See also: Complete Rental Property Maintenance Checklist for the full list of what to schedule, and What Happens When You Skip Preventive Maintenance for the real cost breakdown.
Frequently Asked Questions
How often should a water heater be flushed in a rental property?
Annually for most properties. If you are in a hard water area (common in the Southwest, Great Plains, and parts of the Midwest), consider flushing every 6 months. Hard water accelerates sediment buildup and shortens the tank's effective lifespan.
How long does a water heater last in a rental property?
Tank water heaters have a rated lifespan of 8-12 years. With proper annual maintenance (flushing, anode rod checks), some units reach 12-15 years. Without maintenance, expect 6-8 years. Tankless units last 15-20 years with proper annual descaling.
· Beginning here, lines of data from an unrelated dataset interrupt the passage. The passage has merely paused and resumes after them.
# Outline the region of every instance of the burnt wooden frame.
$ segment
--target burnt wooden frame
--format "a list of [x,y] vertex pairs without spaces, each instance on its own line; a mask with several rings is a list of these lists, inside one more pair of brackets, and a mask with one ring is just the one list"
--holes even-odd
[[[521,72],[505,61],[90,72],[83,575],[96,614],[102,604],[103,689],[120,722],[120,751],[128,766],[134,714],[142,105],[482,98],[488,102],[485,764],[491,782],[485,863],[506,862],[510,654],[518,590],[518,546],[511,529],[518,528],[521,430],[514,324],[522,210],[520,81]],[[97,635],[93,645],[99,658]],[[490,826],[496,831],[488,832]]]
Check the manufacture date on the serial number label — plan for replacement at 10 years even if the unit appears functional.
What temperature should a water heater be set to in a rental?
120 degrees Fahrenheit. This is the recommended setting from the Department of Energy and most plumbing codes. It balances scalding prevention (important for tenants with children or elderly occupants), energy efficiency, and Legionella bacteria suppression.
Is water heater maintenance the landlord's responsibility?
Yes. The landlord is responsible for maintaining major appliances and systems, including the water heater, in habitable condition. Failure to maintain a water heater that subsequently fails and leaves tenants without hot water creates landlord liability in most states. Document your maintenance work.
What does a water heater flush cost?
A professional flush typically costs $100 to $150 for a standard tank unit. In hard water areas or for tanks with significant sediment accumulation, expect $150 to $200. If you add an anode rod inspection at the same visit, budget $150 to $250 total. DIY is possible but not recommended on units older than 8 years due to drain valve reliability concerns.
Should I replace a water heater before it fails?
Yes, if it is over 10 years old. Proactive replacement on your schedule (typically $800-$1,500 installed) costs significantly less than an emergency replacement after failure ($1,500-$2,200 with nights/weekend rates). You also avoid the tenant disruption of having no hot water while you arrange emergency service. At 10-12 years, budget for replacement at your next annual maintenance visit.